ArcelorMittal South Africa’s (AMSA) decision to shut down its long steel business, putting over 80,000 jobs at risk, exposes the deep flaws in the country’s industrial policies, says Mlondi Mdluli, DA Deputy Spokesperson on Trade, Industry & Competition.
“This is a devastating blow for workers and a direct result of failed government policies that have crippled the sector,” Mdluli said.
He pointed to three key policy missteps:
- Departmental Master Plans that have artificially propped up selected companies, including AMSA, fostering dependency rather than competition.
- Price Controls (Price Preference System) forcing scrap metal to be sold domestically at below-market prices before it can be exported.
- Scrap Metal Export Tax, further disincentivising exports and weakening the industry.
The DA is calling on Trade, Industry & Competition Minister Parks Tau to scrap these failed interventions and implement pro-market reforms instead.
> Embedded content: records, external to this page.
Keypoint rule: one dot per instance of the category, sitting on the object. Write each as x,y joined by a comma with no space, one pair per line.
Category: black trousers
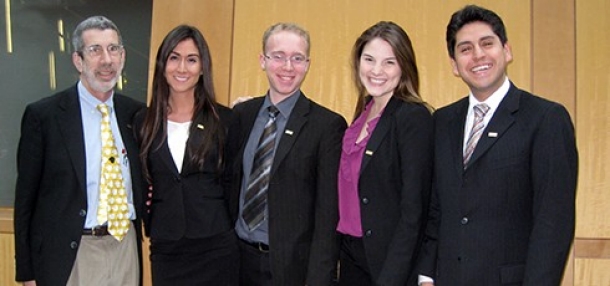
254,269
353,266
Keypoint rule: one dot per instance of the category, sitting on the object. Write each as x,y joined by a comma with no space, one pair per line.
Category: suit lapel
70,125
124,119
456,131
502,119
383,127
297,119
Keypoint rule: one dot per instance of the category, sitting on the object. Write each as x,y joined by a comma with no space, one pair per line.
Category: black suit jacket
51,196
508,218
191,203
394,189
302,195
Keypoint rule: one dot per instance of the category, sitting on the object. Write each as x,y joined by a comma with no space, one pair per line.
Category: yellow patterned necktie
112,204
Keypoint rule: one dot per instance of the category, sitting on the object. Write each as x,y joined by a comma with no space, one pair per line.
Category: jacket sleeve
324,250
414,129
554,174
29,173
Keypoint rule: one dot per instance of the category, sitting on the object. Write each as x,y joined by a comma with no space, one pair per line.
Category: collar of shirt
493,101
91,102
285,106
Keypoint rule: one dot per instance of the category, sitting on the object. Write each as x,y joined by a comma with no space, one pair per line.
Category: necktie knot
273,111
112,202
477,129
103,108
481,109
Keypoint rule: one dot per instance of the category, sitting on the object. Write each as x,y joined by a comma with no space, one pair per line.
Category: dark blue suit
508,218
51,193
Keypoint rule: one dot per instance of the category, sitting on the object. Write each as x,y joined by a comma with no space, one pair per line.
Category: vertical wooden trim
554,65
554,51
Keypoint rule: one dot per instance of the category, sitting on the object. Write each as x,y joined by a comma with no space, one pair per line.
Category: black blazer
508,219
51,196
302,195
394,189
191,203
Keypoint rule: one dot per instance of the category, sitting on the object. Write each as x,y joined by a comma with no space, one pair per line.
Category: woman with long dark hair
182,137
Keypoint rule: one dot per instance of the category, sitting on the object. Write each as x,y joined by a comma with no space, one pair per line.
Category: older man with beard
76,223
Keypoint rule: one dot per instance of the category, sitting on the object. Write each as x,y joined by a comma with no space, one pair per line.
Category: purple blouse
349,174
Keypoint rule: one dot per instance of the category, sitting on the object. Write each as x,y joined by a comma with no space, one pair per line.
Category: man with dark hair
503,203
78,194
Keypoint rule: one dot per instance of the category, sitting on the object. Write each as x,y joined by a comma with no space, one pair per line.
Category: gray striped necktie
477,129
255,201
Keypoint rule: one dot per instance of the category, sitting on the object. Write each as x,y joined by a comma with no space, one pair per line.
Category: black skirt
204,261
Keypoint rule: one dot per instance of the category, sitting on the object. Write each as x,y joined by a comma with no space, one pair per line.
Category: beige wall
335,25
560,50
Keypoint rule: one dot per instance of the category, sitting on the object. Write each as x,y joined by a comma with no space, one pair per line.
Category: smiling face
99,74
286,77
480,59
183,68
379,70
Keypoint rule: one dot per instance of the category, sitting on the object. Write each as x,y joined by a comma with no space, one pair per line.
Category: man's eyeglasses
97,50
281,59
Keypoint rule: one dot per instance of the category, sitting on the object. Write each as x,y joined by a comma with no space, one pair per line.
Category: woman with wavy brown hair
385,169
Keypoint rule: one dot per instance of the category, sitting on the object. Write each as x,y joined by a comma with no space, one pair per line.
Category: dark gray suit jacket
190,203
508,219
302,196
51,195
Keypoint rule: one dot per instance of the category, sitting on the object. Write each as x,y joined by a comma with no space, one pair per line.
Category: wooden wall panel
335,25
593,132
553,52
7,248
593,121
592,272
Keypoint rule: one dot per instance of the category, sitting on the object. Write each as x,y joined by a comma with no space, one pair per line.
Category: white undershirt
177,135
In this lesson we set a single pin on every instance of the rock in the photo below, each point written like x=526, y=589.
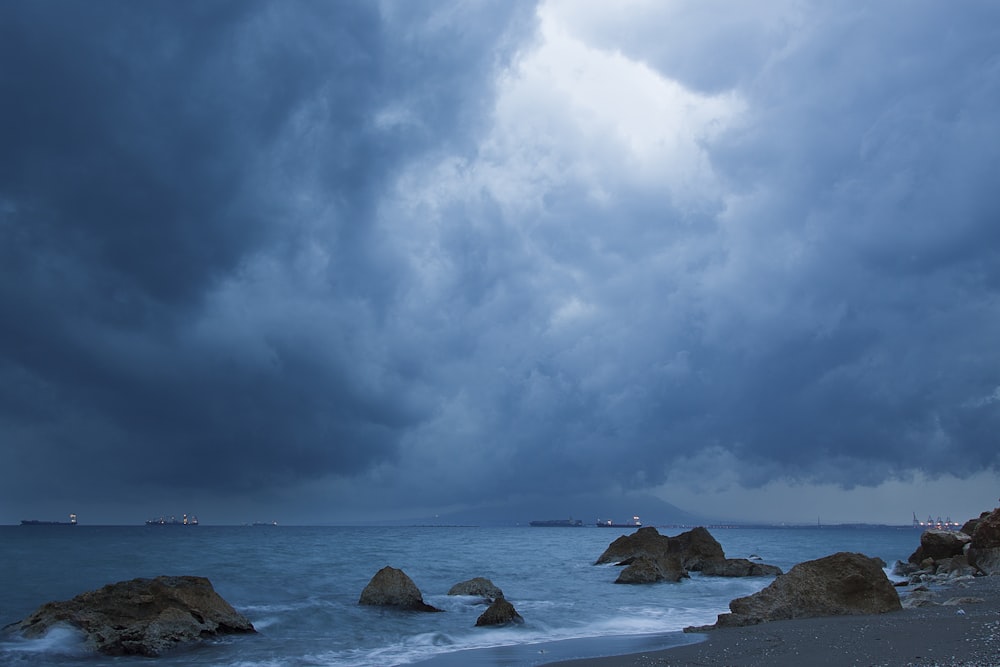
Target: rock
x=650, y=570
x=696, y=549
x=646, y=541
x=141, y=616
x=739, y=567
x=984, y=549
x=841, y=584
x=500, y=612
x=392, y=588
x=939, y=544
x=479, y=586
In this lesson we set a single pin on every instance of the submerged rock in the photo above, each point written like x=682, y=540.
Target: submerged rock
x=739, y=567
x=391, y=587
x=141, y=616
x=695, y=550
x=480, y=586
x=984, y=549
x=651, y=569
x=500, y=612
x=841, y=584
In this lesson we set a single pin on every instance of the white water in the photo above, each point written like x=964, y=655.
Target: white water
x=300, y=586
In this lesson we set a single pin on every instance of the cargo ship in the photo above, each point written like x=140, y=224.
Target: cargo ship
x=635, y=523
x=173, y=521
x=36, y=522
x=557, y=523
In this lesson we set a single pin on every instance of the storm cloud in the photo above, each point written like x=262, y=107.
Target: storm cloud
x=398, y=255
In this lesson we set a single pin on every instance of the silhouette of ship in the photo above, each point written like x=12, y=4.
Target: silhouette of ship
x=185, y=520
x=557, y=523
x=635, y=523
x=36, y=522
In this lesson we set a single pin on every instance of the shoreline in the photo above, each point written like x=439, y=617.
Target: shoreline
x=966, y=633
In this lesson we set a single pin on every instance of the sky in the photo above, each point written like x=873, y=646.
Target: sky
x=322, y=262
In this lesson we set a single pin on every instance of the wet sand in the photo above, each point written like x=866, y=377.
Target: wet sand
x=961, y=632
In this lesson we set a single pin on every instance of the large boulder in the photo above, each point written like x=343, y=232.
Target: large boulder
x=841, y=584
x=478, y=586
x=142, y=616
x=392, y=588
x=984, y=549
x=500, y=612
x=695, y=550
x=696, y=547
x=652, y=569
x=738, y=567
x=939, y=545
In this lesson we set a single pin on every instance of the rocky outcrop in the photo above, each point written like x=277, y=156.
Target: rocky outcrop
x=651, y=569
x=648, y=552
x=500, y=612
x=392, y=588
x=841, y=584
x=984, y=548
x=939, y=544
x=478, y=586
x=142, y=616
x=739, y=567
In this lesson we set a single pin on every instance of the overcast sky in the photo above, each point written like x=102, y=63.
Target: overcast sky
x=329, y=261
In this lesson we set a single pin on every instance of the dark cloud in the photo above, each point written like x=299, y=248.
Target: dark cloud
x=428, y=255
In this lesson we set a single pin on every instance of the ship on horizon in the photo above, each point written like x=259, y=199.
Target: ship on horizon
x=634, y=523
x=36, y=522
x=185, y=520
x=557, y=523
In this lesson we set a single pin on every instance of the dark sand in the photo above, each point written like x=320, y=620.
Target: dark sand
x=966, y=633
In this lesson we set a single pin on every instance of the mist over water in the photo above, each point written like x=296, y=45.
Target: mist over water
x=300, y=587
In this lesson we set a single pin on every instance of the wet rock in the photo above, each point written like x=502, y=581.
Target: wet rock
x=984, y=549
x=391, y=587
x=479, y=586
x=649, y=570
x=500, y=612
x=696, y=549
x=844, y=583
x=141, y=616
x=739, y=567
x=939, y=544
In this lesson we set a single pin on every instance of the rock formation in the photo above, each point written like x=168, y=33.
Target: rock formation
x=500, y=612
x=141, y=616
x=696, y=550
x=479, y=586
x=392, y=588
x=645, y=569
x=738, y=567
x=939, y=544
x=984, y=548
x=844, y=583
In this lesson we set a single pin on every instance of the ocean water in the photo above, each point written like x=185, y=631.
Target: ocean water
x=300, y=586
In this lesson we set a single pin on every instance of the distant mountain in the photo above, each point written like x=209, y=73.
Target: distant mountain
x=587, y=507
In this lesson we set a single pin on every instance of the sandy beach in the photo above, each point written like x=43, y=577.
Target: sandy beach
x=962, y=628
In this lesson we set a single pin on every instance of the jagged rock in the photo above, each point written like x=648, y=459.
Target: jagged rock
x=696, y=550
x=392, y=588
x=480, y=586
x=696, y=547
x=649, y=570
x=939, y=544
x=141, y=616
x=500, y=612
x=844, y=583
x=984, y=549
x=739, y=567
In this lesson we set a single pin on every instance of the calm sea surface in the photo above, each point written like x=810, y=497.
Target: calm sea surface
x=300, y=586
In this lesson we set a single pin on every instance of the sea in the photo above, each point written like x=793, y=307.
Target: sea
x=300, y=586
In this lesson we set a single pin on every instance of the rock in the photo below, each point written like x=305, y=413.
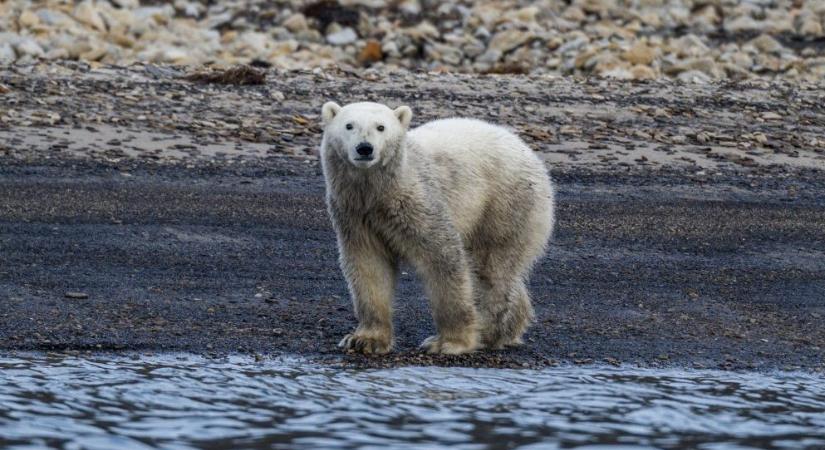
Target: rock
x=527, y=14
x=707, y=17
x=619, y=73
x=507, y=40
x=296, y=23
x=28, y=19
x=643, y=73
x=342, y=37
x=443, y=53
x=767, y=44
x=128, y=4
x=30, y=47
x=694, y=76
x=86, y=12
x=640, y=53
x=574, y=14
x=810, y=26
x=370, y=53
x=742, y=23
x=390, y=48
x=7, y=54
x=411, y=8
x=689, y=45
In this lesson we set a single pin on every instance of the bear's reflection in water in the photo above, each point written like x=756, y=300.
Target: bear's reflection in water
x=185, y=401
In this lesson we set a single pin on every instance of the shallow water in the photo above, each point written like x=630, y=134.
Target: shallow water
x=185, y=401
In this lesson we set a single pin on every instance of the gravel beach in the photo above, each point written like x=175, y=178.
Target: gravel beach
x=696, y=41
x=143, y=212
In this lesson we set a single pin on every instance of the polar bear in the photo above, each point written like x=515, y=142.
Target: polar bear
x=466, y=203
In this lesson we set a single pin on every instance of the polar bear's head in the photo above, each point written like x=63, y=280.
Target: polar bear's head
x=364, y=134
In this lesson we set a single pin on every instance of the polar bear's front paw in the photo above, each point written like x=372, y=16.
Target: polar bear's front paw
x=365, y=342
x=439, y=344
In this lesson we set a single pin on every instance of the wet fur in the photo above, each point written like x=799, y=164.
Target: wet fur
x=466, y=203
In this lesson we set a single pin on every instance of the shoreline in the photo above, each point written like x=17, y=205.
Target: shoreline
x=184, y=219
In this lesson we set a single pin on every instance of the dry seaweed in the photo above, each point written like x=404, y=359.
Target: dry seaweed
x=238, y=75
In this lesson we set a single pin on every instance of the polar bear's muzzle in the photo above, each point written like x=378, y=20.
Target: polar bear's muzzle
x=364, y=151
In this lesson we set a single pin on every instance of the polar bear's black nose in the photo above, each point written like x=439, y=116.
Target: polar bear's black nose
x=364, y=149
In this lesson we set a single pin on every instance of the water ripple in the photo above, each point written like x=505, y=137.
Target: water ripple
x=184, y=401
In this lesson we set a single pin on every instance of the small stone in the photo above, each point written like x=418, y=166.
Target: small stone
x=643, y=73
x=507, y=40
x=742, y=23
x=87, y=13
x=28, y=19
x=640, y=53
x=810, y=27
x=296, y=23
x=370, y=53
x=7, y=55
x=694, y=76
x=28, y=46
x=767, y=44
x=342, y=37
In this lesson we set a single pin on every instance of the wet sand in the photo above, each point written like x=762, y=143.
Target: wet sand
x=181, y=232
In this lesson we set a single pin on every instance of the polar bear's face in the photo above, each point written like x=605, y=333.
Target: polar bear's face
x=364, y=134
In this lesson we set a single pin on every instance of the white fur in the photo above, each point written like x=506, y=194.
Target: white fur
x=466, y=202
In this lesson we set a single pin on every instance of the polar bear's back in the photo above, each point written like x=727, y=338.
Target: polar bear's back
x=476, y=164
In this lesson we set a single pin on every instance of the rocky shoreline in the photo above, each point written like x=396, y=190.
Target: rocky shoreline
x=144, y=212
x=690, y=40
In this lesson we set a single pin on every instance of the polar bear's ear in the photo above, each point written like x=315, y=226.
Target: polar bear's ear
x=329, y=111
x=404, y=115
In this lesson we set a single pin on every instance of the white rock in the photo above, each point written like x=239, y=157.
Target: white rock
x=742, y=23
x=390, y=48
x=86, y=12
x=128, y=4
x=410, y=7
x=7, y=55
x=296, y=23
x=694, y=76
x=767, y=44
x=343, y=37
x=28, y=46
x=507, y=40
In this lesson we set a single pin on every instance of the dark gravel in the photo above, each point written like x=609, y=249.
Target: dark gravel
x=719, y=265
x=651, y=270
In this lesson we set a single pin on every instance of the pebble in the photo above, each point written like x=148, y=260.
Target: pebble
x=343, y=37
x=606, y=38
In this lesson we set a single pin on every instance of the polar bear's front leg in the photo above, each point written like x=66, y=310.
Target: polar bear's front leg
x=371, y=276
x=449, y=287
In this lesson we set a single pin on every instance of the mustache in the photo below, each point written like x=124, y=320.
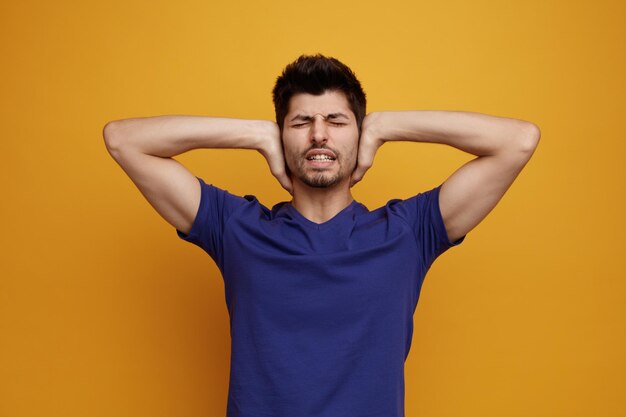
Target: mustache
x=337, y=154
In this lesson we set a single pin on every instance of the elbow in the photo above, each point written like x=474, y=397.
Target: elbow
x=529, y=138
x=111, y=136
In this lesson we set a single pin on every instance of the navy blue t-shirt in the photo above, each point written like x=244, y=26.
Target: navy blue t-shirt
x=321, y=315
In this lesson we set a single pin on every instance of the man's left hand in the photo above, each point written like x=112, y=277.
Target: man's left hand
x=371, y=139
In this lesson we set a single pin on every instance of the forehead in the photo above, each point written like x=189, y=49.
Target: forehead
x=329, y=102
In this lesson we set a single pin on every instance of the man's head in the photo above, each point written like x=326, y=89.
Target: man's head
x=320, y=106
x=316, y=74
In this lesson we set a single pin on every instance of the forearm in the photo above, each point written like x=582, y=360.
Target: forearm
x=167, y=136
x=476, y=133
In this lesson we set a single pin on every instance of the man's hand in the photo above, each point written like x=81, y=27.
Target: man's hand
x=371, y=139
x=272, y=150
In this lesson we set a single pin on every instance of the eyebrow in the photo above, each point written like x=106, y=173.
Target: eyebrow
x=328, y=116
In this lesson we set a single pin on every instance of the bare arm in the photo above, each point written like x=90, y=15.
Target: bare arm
x=144, y=147
x=503, y=146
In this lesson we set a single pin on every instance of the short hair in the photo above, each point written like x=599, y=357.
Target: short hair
x=316, y=74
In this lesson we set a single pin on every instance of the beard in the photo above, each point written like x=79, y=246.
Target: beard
x=318, y=177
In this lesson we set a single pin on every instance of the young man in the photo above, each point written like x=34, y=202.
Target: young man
x=320, y=290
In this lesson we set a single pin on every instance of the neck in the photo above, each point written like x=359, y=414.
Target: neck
x=320, y=204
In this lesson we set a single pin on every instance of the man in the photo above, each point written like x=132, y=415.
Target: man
x=320, y=290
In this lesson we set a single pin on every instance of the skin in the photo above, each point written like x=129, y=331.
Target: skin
x=144, y=149
x=320, y=188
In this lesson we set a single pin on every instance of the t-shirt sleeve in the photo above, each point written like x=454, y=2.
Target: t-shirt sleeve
x=423, y=214
x=216, y=207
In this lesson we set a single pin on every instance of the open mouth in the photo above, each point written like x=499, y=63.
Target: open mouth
x=320, y=158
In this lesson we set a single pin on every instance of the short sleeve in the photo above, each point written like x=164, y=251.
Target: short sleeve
x=216, y=207
x=423, y=214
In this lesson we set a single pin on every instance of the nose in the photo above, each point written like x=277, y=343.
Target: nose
x=319, y=133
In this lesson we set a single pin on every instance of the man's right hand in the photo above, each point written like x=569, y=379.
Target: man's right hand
x=144, y=148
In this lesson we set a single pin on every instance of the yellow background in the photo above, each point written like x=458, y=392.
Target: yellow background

“We need to shift from policies that stifle competition and exports to those that drive real economic growth,” Mdluli said.
The DA proposes:
- Reviewing industrial subsidies to ensure they create sustainable growth, not reliance.
- Prioritising export-driven strategies to increase revenue.
- Creating a competitive business environment through investments in infrastructure, affordable energy, safety, and skills development.
“The time for politically convenient, short-term fixes is over. South Africa has the potential to be a thriving trade economy, but only if we adopt policies backed by evidence and real political will,” Mdluli concluded.